Memorial Day is May 27th and commemorates the unofficial start of summer. But let’s not forget the “reason for the season,” so to speak. Memorial Day is a great opportunity for Americans to celebrate the men and women who gave their lives to help preserve the freedoms we enjoy as a country!
The Bureau of Labor Statistics reports that small private employers provide an average of 7.6 paid holidays per year. A more recent study by Bloomberg BNA reports that 96% of employers offer a paid leave day for the Memorial Day holiday. In fact, Memorial Day is the third most popular paid leave holiday in the United States and tied with Independence Day and Labor Day. Why do so many employers include this holiday in the paid leave schedule? Sometimes associated with the unofficial start of summer, I like to think it’s because we recognize the profound contribution and sacrifice of those who died in service to our country. As we honor these men and women this year, I’d like to share a few interesting things you may not know about Memorial Day.
The origins of Memorial Day have been fiercely debated over the years. According to Richard Gardiner, Ph.D., and Daniel Bellware of the Center for Memorial Day Research at Columbus State University, the mystery “has remained murky and controversial for over a century.” While Congress and President Lyndon Johnson declared Waterloo, New York, as the official “birthplace” of the holiday in 1971, cities as far west as Carbondale, Illinois, and as far south as Columbus, Georgia, make similar claims.

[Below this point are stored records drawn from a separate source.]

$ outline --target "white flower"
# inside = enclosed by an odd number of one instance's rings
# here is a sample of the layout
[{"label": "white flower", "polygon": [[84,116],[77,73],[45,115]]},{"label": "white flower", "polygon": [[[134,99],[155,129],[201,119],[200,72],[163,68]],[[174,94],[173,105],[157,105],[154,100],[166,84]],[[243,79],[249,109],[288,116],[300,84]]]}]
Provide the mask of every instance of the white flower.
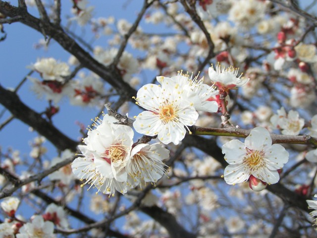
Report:
[{"label": "white flower", "polygon": [[310,130],[309,134],[312,136],[317,137],[317,115],[312,118],[311,124],[312,126],[308,127],[308,129]]},{"label": "white flower", "polygon": [[298,113],[293,110],[288,112],[287,117],[280,118],[278,121],[278,125],[283,129],[282,134],[283,135],[298,135],[304,123],[304,119],[299,118]]},{"label": "white flower", "polygon": [[310,75],[298,68],[291,68],[288,71],[287,77],[292,82],[298,82],[303,84],[309,85],[314,82]]},{"label": "white flower", "polygon": [[112,204],[103,196],[99,194],[93,196],[90,200],[90,210],[96,214],[109,212],[112,208]]},{"label": "white flower", "polygon": [[116,121],[108,115],[102,121],[96,119],[93,124],[96,128],[83,140],[87,145],[78,146],[85,158],[78,157],[72,163],[73,173],[86,180],[84,184],[111,194],[115,189],[126,192],[131,180],[124,167],[130,158],[134,132],[128,126],[113,124]]},{"label": "white flower", "polygon": [[54,203],[51,203],[47,206],[42,216],[45,221],[52,222],[59,227],[67,228],[68,227],[65,211],[62,207]]},{"label": "white flower", "polygon": [[219,89],[231,89],[236,87],[242,87],[247,84],[249,78],[242,77],[241,73],[237,77],[239,68],[234,68],[233,66],[226,68],[219,63],[216,65],[215,70],[213,65],[208,69],[209,77],[211,82],[215,84]]},{"label": "white flower", "polygon": [[41,81],[33,77],[28,77],[33,83],[31,90],[39,99],[44,97],[47,101],[53,101],[55,104],[58,103],[68,89],[71,89],[69,83],[64,84],[58,80]]},{"label": "white flower", "polygon": [[34,216],[31,223],[25,224],[16,235],[16,238],[54,238],[54,224],[44,222],[42,216]]},{"label": "white flower", "polygon": [[228,231],[230,233],[236,233],[243,229],[244,221],[238,217],[230,217],[225,222]]},{"label": "white flower", "polygon": [[139,144],[131,152],[126,170],[135,179],[156,182],[166,171],[162,160],[169,156],[169,151],[159,143]]},{"label": "white flower", "polygon": [[14,230],[12,228],[12,224],[3,222],[0,224],[0,237],[15,238]]},{"label": "white flower", "polygon": [[277,110],[277,114],[273,115],[269,120],[272,123],[273,127],[274,128],[279,128],[279,120],[281,119],[287,117],[286,112],[283,107],[282,107],[279,110]]},{"label": "white flower", "polygon": [[289,154],[280,145],[272,145],[268,131],[256,127],[244,143],[235,139],[222,147],[224,159],[229,164],[224,170],[224,179],[229,184],[247,181],[250,175],[268,184],[279,180],[277,170],[288,161]]},{"label": "white flower", "polygon": [[[314,221],[315,222],[315,225],[317,225],[317,201],[314,200],[307,200],[306,202],[308,204],[308,208],[314,209],[314,210],[311,212],[310,214],[312,217],[314,218]],[[314,217],[315,217],[315,218]]]},{"label": "white flower", "polygon": [[70,19],[71,20],[76,20],[81,26],[85,26],[93,16],[93,11],[95,7],[93,6],[87,6],[88,1],[80,0],[76,1],[76,6],[71,9],[71,12],[76,16]]},{"label": "white flower", "polygon": [[291,89],[289,104],[293,108],[307,108],[316,100],[316,94],[311,88],[295,86]]},{"label": "white flower", "polygon": [[193,125],[198,113],[194,103],[185,98],[183,92],[177,89],[179,85],[162,78],[157,77],[161,81],[161,87],[148,84],[138,91],[137,104],[148,111],[135,117],[133,127],[139,133],[157,135],[164,144],[173,142],[177,145],[185,137],[184,126],[188,128],[188,126]]},{"label": "white flower", "polygon": [[317,149],[311,150],[307,152],[305,155],[305,158],[310,162],[317,162]]},{"label": "white flower", "polygon": [[[188,73],[184,74],[182,71],[178,71],[177,76],[171,78],[160,76],[157,78],[162,85],[167,85],[171,82],[174,83],[174,89],[177,93],[183,95],[193,103],[196,111],[216,113],[218,111],[218,104],[214,101],[209,101],[211,98],[214,97],[218,93],[218,90],[213,87],[203,83],[204,77],[199,80],[197,75],[193,79],[193,75],[189,77]],[[169,88],[172,88],[170,85]]]},{"label": "white flower", "polygon": [[317,61],[316,56],[316,47],[313,44],[300,44],[294,49],[296,52],[296,55],[301,60],[308,63],[313,63]]},{"label": "white flower", "polygon": [[264,16],[264,2],[256,0],[231,1],[233,5],[229,11],[229,20],[243,29],[254,26]]},{"label": "white flower", "polygon": [[12,217],[14,216],[19,204],[20,199],[17,197],[9,197],[1,202],[1,208],[5,213]]},{"label": "white flower", "polygon": [[267,106],[260,106],[254,112],[259,120],[267,121],[272,115],[272,109]]},{"label": "white flower", "polygon": [[67,94],[73,105],[98,105],[101,96],[105,94],[104,84],[101,79],[95,74],[81,76],[80,80],[72,81],[71,90]]},{"label": "white flower", "polygon": [[[206,2],[204,2],[205,1]],[[200,1],[197,6],[197,13],[202,20],[208,20],[216,17],[221,14],[226,13],[230,7],[228,0],[213,0]]]},{"label": "white flower", "polygon": [[29,67],[37,71],[45,80],[57,80],[62,82],[63,77],[70,74],[67,63],[58,62],[54,58],[38,59],[37,61]]}]

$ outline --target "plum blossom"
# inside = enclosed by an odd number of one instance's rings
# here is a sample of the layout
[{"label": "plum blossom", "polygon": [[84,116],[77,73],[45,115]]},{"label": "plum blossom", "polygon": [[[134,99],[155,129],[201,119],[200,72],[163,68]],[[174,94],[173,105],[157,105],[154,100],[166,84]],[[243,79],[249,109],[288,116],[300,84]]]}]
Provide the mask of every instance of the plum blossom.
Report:
[{"label": "plum blossom", "polygon": [[126,192],[128,180],[131,180],[124,167],[130,157],[134,133],[128,126],[113,123],[117,121],[108,115],[103,120],[96,119],[95,129],[90,130],[83,140],[86,145],[78,146],[84,157],[77,158],[72,163],[75,175],[86,180],[82,185],[88,183],[89,188],[94,186],[98,191],[112,195],[115,190]]},{"label": "plum blossom", "polygon": [[0,237],[4,238],[15,238],[14,230],[12,224],[8,222],[3,222],[0,224]]},{"label": "plum blossom", "polygon": [[72,81],[72,90],[68,95],[70,104],[90,107],[98,105],[102,96],[105,95],[102,80],[95,74],[80,76],[80,80]]},{"label": "plum blossom", "polygon": [[[74,154],[70,150],[65,150],[62,152],[60,157],[53,158],[51,166],[53,167],[58,163],[72,158],[74,156]],[[74,180],[75,177],[72,173],[70,165],[67,165],[49,175],[49,178],[51,180],[59,181],[60,185],[62,186],[68,186]]]},{"label": "plum blossom", "polygon": [[70,20],[75,20],[81,26],[85,26],[93,16],[93,11],[95,9],[93,6],[87,6],[88,1],[79,0],[76,1],[76,4],[71,9],[72,13],[75,15]]},{"label": "plum blossom", "polygon": [[317,115],[315,115],[311,120],[312,126],[308,127],[309,134],[312,136],[317,137]]},{"label": "plum blossom", "polygon": [[280,145],[272,145],[268,131],[255,127],[246,138],[244,143],[235,139],[226,143],[222,153],[228,165],[224,179],[229,184],[247,181],[253,175],[264,182],[276,183],[279,180],[277,170],[288,161],[289,154]]},{"label": "plum blossom", "polygon": [[[86,184],[105,194],[121,193],[141,181],[156,182],[165,173],[162,162],[169,152],[158,144],[139,144],[132,149],[134,132],[127,125],[114,124],[118,120],[107,115],[103,120],[96,118],[79,145],[84,157],[72,163],[73,173]],[[89,189],[88,188],[88,189]]]},{"label": "plum blossom", "polygon": [[62,207],[54,203],[50,204],[45,209],[42,217],[45,221],[50,221],[59,227],[67,228],[68,221],[66,217],[66,213]]},{"label": "plum blossom", "polygon": [[[315,195],[316,197],[316,195]],[[314,222],[315,225],[317,225],[317,201],[314,200],[307,200],[306,202],[308,204],[308,208],[314,209],[314,211],[310,213],[310,215],[314,218]]]},{"label": "plum blossom", "polygon": [[202,20],[214,18],[219,15],[226,13],[231,4],[229,0],[201,0],[199,1],[197,13]]},{"label": "plum blossom", "polygon": [[131,159],[126,166],[129,175],[145,182],[157,182],[165,173],[162,160],[169,156],[169,151],[159,143],[139,144],[131,150]]},{"label": "plum blossom", "polygon": [[277,110],[277,114],[273,115],[270,121],[274,127],[282,129],[283,135],[298,135],[305,123],[304,119],[299,118],[297,112],[291,110],[287,115],[283,107]]},{"label": "plum blossom", "polygon": [[308,63],[317,62],[316,47],[313,44],[300,44],[294,48],[297,58]]},{"label": "plum blossom", "polygon": [[29,67],[38,72],[44,80],[56,80],[62,82],[63,77],[70,74],[67,63],[58,62],[53,58],[38,59],[35,63]]},{"label": "plum blossom", "polygon": [[163,76],[157,80],[161,87],[148,84],[138,91],[136,103],[148,111],[135,117],[133,127],[139,133],[158,135],[164,144],[177,145],[185,137],[184,126],[189,130],[188,126],[195,123],[198,113],[178,83]]},{"label": "plum blossom", "polygon": [[317,162],[317,149],[311,150],[307,152],[305,155],[305,158],[310,162]]},{"label": "plum blossom", "polygon": [[226,68],[225,66],[219,63],[217,63],[215,69],[211,64],[208,69],[208,73],[211,82],[218,87],[220,91],[225,92],[237,87],[242,87],[249,80],[249,78],[243,77],[242,73],[237,77],[239,68],[230,66]]},{"label": "plum blossom", "polygon": [[42,216],[36,215],[31,222],[25,224],[16,235],[16,238],[54,238],[54,224],[53,222],[45,222]]},{"label": "plum blossom", "polygon": [[239,0],[231,2],[228,19],[242,29],[252,27],[264,18],[266,7],[263,1]]},{"label": "plum blossom", "polygon": [[19,204],[20,199],[17,197],[9,197],[1,202],[1,208],[8,215],[14,217]]}]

Memorial Day originally honored those who fought in the Civil War. According to the Department of Veteran’s Affairs, after World War I, Memorial Day expanded to include those who died in all American wars.
First known as Decoration Day, Memorial Day was originally celebrated in April and was “a time for the nation to decorate the graves of the war dead with flowers.” It is widely believed the date was moved to May because more flowers would be in bloom across the country.
The National Moment of Remembrance Act, signed into law in 2000 by President Bill Clinton, “designates 3:00 p.m. local time on Memorial Day each year as the National Moment of Remembrance, in honor of the men and women of the United States who died in the pursuit of freedom and peace.” The Act also “recognizes in law a commemoration begun on Memorial Day in May 1997, when “Taps” was played at 3:00 p.m. on many radio and television stations across the Nation as Americans paused to remember the men and women who have lost their lives in service to our country.”
Perhaps not surprisingly, the first large gathering for what is now known as Memorial Day occurred at Arlington National Cemetery, across the Potomac River from Washington, D.C., on May 30, 1868. Approximately 5,000 people attended the ceremony, which is about the same number that attend today.
The largest one-day motorcycle event in the country has taken place on Memorial Day for the last 30+ years, Rolling Thunder, is a demonstration ride “that honors the recognition and protection of Prisoners of War (POWs) and those Missing in Action (MIAs). The annual demonstration usually starts at the Pentagon and ends at the Vietnam Veterans Memorial.”
Whether you participate in solemn parades in your local city, spend the day with family and friends, or visit national cemeteries or memorials, we hope you will pause at 3 p.m. on Memorial Day to honor the men and women who paid the ultimate sacrifice to help preserve the freedoms we enjoy.